Bram Brought It On in Benefit Concert

Bram Morrison

By Nancy Snipper

They say when we reach a certain age we revert to being a kid again. We laugh a lot, we rediscover wonder in the world, and we sure love having fun. We also sing more because we feel like it.

Bram Morrison
Mon, Mar 9, 5pm
Teatro Santa Ana
La Biblioteca
Reloj 50A
200 pesos

On Monday, February 23, Bram Morrison traveled down memory lane with a marvelous medley of many famous signature songs that almost every kid in Canada knew by heart. But this time, it wasn’t our kids—or our grandkids—who were singing those iconic Sharon, Lois, and Bram songs inside Teatro Santa Ana that evening. It was us, and we sure had a hoot doing it.

Bram is as brilliant as ever; his voice is gentle and soothing, and his humor as wholesome and folksy as the lyric demands. The song about a rooster was prefaced by the revelation that no rooster in the world says a four-syllable, “cock-a-doodle-do.” In fact, it makes a three-syllable sound that Bram brazenly demonstrated. That brought on lots of laughter, as did his song about an unlucky worm whose girlfriend was not a worm, but a caterpillar. She hit the sky as a butterfly. Not only was his heart broken, but he ended up in pieces, thanks to a lawn mower.

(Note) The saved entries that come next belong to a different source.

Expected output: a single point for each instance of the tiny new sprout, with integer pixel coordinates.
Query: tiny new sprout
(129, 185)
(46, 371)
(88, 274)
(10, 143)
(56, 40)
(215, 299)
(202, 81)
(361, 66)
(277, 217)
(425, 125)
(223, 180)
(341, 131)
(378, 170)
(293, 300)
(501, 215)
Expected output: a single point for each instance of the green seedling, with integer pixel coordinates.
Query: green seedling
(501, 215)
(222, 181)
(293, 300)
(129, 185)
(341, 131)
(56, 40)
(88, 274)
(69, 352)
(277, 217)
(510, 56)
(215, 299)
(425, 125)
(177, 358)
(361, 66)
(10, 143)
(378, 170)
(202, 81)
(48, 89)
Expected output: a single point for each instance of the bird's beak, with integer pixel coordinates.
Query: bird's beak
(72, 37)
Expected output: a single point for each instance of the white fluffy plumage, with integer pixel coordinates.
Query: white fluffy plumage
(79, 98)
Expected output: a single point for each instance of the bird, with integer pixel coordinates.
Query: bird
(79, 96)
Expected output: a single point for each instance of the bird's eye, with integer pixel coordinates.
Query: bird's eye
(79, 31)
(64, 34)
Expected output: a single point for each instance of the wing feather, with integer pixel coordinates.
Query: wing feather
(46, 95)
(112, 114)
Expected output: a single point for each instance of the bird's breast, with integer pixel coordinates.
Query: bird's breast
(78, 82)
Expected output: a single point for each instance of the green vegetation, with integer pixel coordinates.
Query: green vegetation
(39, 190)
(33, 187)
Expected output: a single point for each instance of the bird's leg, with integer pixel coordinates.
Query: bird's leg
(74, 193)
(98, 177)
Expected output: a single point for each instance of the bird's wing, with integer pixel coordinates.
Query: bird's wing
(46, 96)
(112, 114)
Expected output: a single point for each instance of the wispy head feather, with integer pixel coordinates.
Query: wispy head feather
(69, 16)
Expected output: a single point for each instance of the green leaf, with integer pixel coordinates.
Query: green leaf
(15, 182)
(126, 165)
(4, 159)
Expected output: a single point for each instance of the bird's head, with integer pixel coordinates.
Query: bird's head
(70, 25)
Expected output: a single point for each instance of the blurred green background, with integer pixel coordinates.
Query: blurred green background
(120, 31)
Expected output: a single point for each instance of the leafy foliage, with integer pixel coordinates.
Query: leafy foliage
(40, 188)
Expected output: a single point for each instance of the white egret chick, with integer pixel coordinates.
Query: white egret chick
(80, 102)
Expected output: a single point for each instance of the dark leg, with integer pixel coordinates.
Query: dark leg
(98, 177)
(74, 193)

We sailed away with his sad sea shanty song, but belted out the chorus of his Eerie Canal ditty whose rhyming lyric took us into a storm; sinking into water or a bottle of gin seemed to be our only choice.

Singing in English, Spanish, and French as well as in a host of accents, including a West Indian one, with the song written by his pal, the late Peter Kastner, Bram brought us a Barbadian beauty in the figure of Louisa, a cashier who worked in Cambridge, Massachusetts, who inspired Mr. Kastner to write the lyric. He asked Bram to write the music. In contrast, sadness cast its own melancholy in the lyric taken from the 19th century diary of a down-and-out, hardworking housewife toiling away during the Civil War. It moved us. Bram composed the music for it.

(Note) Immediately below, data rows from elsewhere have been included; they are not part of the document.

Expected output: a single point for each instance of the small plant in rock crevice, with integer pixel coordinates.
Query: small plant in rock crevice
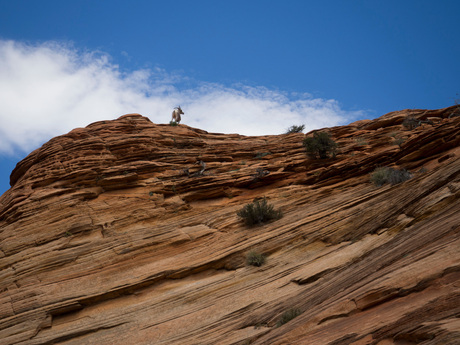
(295, 129)
(259, 211)
(254, 258)
(384, 175)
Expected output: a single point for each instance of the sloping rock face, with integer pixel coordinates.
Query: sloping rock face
(126, 232)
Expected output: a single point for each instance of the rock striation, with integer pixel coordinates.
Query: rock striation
(125, 232)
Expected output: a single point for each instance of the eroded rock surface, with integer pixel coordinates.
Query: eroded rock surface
(125, 232)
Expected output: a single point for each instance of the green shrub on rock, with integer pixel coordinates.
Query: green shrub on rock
(384, 175)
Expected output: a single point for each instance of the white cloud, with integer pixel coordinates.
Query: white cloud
(50, 88)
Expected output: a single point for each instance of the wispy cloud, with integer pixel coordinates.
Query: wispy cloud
(49, 88)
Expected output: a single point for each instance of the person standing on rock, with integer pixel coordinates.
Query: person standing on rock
(177, 112)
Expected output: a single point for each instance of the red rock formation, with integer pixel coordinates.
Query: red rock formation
(113, 234)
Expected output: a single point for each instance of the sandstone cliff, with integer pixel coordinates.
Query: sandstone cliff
(113, 234)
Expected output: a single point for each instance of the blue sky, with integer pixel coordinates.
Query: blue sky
(261, 66)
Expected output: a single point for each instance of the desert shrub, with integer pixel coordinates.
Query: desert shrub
(288, 316)
(411, 122)
(320, 145)
(295, 129)
(254, 258)
(259, 211)
(399, 141)
(384, 175)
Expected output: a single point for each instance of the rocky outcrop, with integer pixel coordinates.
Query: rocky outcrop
(125, 232)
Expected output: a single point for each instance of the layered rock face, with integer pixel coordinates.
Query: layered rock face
(126, 232)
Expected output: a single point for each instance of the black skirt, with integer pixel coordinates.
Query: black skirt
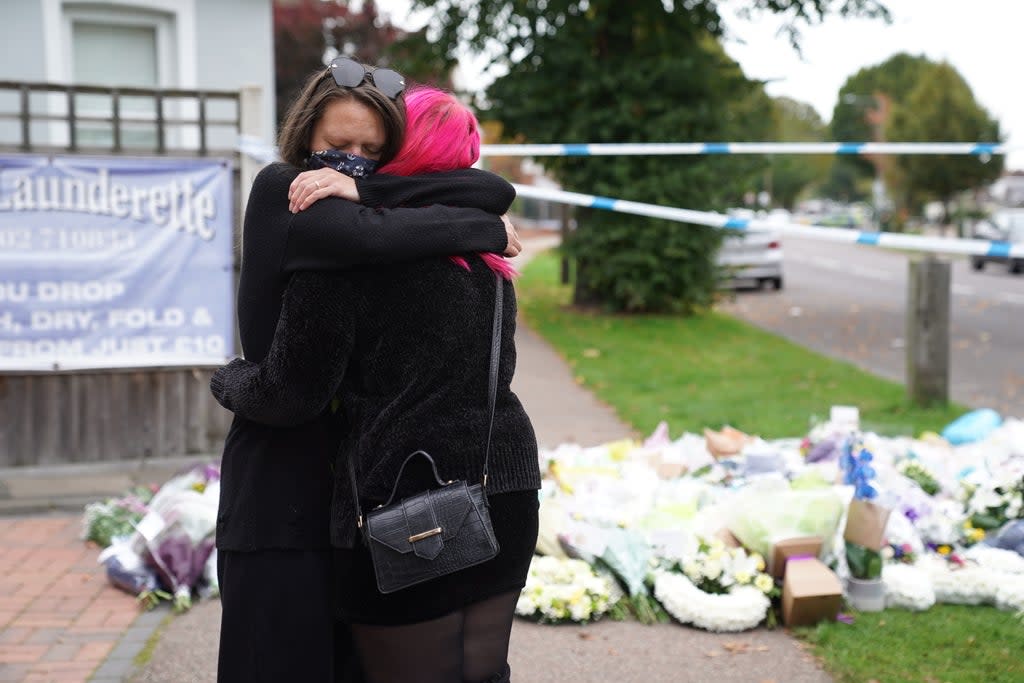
(514, 517)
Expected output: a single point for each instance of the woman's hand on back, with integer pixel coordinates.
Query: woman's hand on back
(310, 186)
(514, 247)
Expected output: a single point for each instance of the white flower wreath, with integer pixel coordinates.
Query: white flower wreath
(907, 587)
(565, 590)
(740, 609)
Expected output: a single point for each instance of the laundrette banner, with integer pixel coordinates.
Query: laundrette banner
(114, 262)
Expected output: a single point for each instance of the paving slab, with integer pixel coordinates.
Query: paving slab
(60, 621)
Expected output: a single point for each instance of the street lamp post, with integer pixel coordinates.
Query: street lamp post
(877, 108)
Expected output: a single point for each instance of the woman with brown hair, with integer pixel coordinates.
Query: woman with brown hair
(272, 526)
(406, 349)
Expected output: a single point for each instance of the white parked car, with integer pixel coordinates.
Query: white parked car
(1005, 225)
(752, 257)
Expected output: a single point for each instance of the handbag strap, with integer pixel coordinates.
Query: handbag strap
(496, 349)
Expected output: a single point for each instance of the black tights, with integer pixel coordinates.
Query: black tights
(468, 646)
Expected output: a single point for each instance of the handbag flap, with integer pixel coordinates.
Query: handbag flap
(421, 523)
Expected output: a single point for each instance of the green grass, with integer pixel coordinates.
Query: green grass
(710, 370)
(713, 370)
(947, 644)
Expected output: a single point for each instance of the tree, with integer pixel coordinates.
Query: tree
(861, 99)
(790, 175)
(308, 33)
(606, 71)
(942, 109)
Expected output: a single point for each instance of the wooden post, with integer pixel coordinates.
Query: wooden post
(564, 233)
(928, 315)
(251, 124)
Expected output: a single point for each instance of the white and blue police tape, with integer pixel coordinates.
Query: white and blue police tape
(662, 148)
(888, 240)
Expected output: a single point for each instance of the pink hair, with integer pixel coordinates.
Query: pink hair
(441, 134)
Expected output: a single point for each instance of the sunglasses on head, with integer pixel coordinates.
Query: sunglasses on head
(349, 74)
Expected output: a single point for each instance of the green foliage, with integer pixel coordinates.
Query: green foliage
(864, 95)
(948, 643)
(607, 71)
(626, 262)
(709, 370)
(942, 109)
(864, 562)
(909, 98)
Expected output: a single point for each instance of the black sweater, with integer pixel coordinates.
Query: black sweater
(275, 483)
(406, 348)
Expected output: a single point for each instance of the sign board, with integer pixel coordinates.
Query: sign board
(115, 262)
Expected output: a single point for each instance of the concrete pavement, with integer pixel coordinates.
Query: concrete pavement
(184, 649)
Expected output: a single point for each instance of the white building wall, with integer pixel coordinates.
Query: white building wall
(201, 44)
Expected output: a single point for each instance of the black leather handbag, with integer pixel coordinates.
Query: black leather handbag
(441, 529)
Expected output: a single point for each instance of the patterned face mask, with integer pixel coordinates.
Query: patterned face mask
(351, 165)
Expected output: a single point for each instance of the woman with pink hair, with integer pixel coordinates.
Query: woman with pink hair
(402, 351)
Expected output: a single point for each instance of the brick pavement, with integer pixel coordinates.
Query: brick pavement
(59, 619)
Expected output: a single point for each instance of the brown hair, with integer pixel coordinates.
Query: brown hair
(321, 90)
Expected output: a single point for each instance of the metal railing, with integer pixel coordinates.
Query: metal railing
(163, 111)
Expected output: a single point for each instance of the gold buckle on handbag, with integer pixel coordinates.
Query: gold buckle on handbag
(425, 535)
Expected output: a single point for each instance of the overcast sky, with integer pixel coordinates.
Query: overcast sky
(983, 39)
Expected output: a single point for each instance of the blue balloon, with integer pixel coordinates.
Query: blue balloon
(973, 426)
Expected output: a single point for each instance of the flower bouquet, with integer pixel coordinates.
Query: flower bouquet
(176, 537)
(920, 474)
(715, 588)
(116, 517)
(993, 505)
(560, 591)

Evocative and entertaining, Bram’s performance enlivened our youth, bringing out our playfulness. However, there is a highly serious aspect to this concert—one of utmost importance. The proceeds from the concert will be used to help fund these Amistad Canada projects: the scholarship project at La Biblioteca, CASA’s Antiviolence Project, and staff salaries at the Midwifery Hospital.

Bram’s next sing-along benefit concert takes place on March 9, at 5pm at the Teatro Santa Ana. Tickets go for 200 pesos. By singing along, you’re contributing to the great work Amistad Canada does right here in San Miguel.